Between the two of them and their support, an emergency shunt surgery, his son's "boot camps" where he would get him to walk even a few steps a day outside, and an extremely intensive rehabilitation therapy that requires one to meet the very specific criteria of being extremely determined to get through, Rasmussen was walking and talking normally by January of this year. He'd defied a deadly brain tumor not once, but twice.

Rasmussen recently had two small tumors reappear and is again receiving chemo. But the fact that he is walking and has full cognitive ability after what he went through in the last year—the fact that he is alive—is a miracle in itself.

His doctors in California would call him "The Rhino" because of his resistance to sedatives. His doctors in Bend now call him their "Outlier." They can't believe their eyes.

Jeff Rasmussen with his physical therapist, Amy Musgrave. Rasmussen's "Whatever it takes" shirt came from Musgrave's son, an Oregon State University football player, who was inspired by Rasmussen's story. - COURTESY JEFF RASMUSSEN
  • Courtesy Jeff Rasmussen
  • Jeff Rasmussen with his physical therapist, Amy Musgrave.
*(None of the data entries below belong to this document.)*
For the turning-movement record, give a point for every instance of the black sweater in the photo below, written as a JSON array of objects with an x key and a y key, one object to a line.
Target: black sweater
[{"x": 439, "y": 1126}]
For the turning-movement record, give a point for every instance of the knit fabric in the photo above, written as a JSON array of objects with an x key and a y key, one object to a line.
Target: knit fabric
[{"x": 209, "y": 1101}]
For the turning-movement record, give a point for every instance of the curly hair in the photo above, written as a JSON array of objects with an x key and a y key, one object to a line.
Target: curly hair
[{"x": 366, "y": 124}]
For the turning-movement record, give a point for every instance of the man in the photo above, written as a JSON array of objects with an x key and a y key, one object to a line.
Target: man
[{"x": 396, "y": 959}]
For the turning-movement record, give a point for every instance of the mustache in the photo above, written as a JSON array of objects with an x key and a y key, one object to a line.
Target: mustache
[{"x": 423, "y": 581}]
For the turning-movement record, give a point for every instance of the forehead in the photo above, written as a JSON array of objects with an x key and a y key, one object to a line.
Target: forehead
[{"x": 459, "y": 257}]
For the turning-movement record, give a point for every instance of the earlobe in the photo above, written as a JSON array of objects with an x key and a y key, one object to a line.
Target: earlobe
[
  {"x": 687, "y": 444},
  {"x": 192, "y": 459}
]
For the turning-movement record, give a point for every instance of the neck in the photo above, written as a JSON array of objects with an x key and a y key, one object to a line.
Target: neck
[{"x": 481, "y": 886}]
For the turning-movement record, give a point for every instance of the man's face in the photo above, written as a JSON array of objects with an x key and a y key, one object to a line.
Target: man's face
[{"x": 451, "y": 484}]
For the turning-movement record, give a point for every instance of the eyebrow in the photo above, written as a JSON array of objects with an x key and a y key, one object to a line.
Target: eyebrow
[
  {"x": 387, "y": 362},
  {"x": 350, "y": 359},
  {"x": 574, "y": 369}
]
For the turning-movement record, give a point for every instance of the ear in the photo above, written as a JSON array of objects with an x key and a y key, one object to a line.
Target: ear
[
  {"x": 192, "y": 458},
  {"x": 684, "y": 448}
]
Rasmussen's "Whatever it takes" shirt came from Musgrave's son, an Oregon State University football player, who was inspired by Rasmussen's story.

His physical therapist Amy Musgrave and Rasmussen formed a special bond during his rehabilitation during the past year, and she agrees that his outlook on life is what keeps him going.

"He is, without a doubt, extraordinary. He embraces everything he can do and enjoys it to his fullest – that is what continues to move him forward," she said. "The thing with Jeff is he has something that a lot of us don't have: when we get catastrophic news or adversity we get totally derailed, like, oh my god, done, over. And Jeff has this ability to pivot. He pivots, shifts his goals, shifts to a new plan and does whatever it takes."

What's next for Rasmussen? First, after finishing chemo, he wants to walk down the aisle as groomsman in his son's wedding this month. Then, because he believes where the mind goes, the body will follow, Rasmussen plans on climbing Denali, the next mountain on his list.

And after that?

"Everest," says Rasmussen. "Whatever it takes."